BLOOMINGTON – After kneeling to drain the final seconds off Purdue’s 38-21 victory over Indiana, senior quarterback Joey Elliott tucked the game ball under his arm.
He thought about giving it to coach Danny Hope for his first Old Oaken Bucket victory.
Upon further reflection, Elliott figured the ball would be better-served elsewhere: In his parents’ home in Evansville. So he flipped it to his dad in the stands before heading into the locker room to snap pictures with teammates and the Bucket.
It was a big win for us. I’ll be able to go back to Evansville and live comfortably during the break, said Elliott, who threw for 205 yards and four touchdowns in his first starting role against the Hoosiers. I won’t have anybody giving me a hassle – because I always get Christmas cards, birthday cards saying, Go Hoosiers.’
Without the Bucket in tow, Hope said the bus trip home to West Lafayette wouldn’t have been the same, especially considering Purdue had won 10 of the last 12 Bucket games.
It was more of the same Saturday at Memorial Stadium with the Boilermakers (5-7, 4-4 Big Ten) reaching at least 30 points for the ninth time during that 13-year stretch. The Hoosiers haven’t scored more than 27 points in that span.
We had to come out here with the Bucket back on the bus with us, Hope said. If we pulled out of here without a win, the season would have not have been the same. We leave out of here holding our heads high, knowing we took some big steps as a football team and a football program.
It was even more rewarding for Hope because Purdue finished the season doing what he had been pleading for: limiting turnovers on offense and forcing them on defense.
For only the second time this season, the Boilermakers didn’t have a turnover. They also forced four.
Jaycen Taylor ran for a season-best 110 yards on 20 carries and caught seven passes for 59 yards and a score for Purdue.
But Purdue wasn’t the only team reversing trends.
Instead of jumping to an early lead and then collapsing, Indiana fell behind quickly because of its miscues – including a blocked field goal – and then frantically rallied.

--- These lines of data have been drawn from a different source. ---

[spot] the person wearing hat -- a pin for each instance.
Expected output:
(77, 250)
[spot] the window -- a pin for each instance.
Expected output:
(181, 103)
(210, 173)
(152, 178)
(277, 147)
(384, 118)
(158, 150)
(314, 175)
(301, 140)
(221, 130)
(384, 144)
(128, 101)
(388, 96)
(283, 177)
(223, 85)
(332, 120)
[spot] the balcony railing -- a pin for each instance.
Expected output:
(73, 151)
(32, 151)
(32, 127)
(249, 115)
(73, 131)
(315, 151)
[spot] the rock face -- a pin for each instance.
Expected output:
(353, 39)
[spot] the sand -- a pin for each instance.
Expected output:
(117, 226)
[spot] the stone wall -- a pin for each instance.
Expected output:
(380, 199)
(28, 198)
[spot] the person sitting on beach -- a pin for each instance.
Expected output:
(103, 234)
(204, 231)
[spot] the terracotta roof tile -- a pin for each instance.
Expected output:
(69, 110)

The Hoosiers got within 31-21 with 8:04 left in the game. But after a stop on defense, Ben Chappell’s screen pass was intercepted by defensive tackle Kawaan Short. By the time Indiana got the ball back, there was less than 4 minutes remaining.
In the first half, Chappell had an interception and lost a fumble, and Purdue’s David Pender blocked a field goal. The Boilermakers converted all of those mistakes into touchdowns and a 21-7 halftime lead.
It was a tough football game from our standpoint, Indiana coach Bill Lynch said. Throughout the season, I think these guys really battled and kept fighting and I think they did the same thing (Saturday). What was uncharacteristic is what I think was the difference in the game – turnovers and the kicking game. Where we have been really good in the turnover margin, plus eight or nine coming into it, we were minus four.
When you make those kinds of mistakes, those are on us. It was one of those games.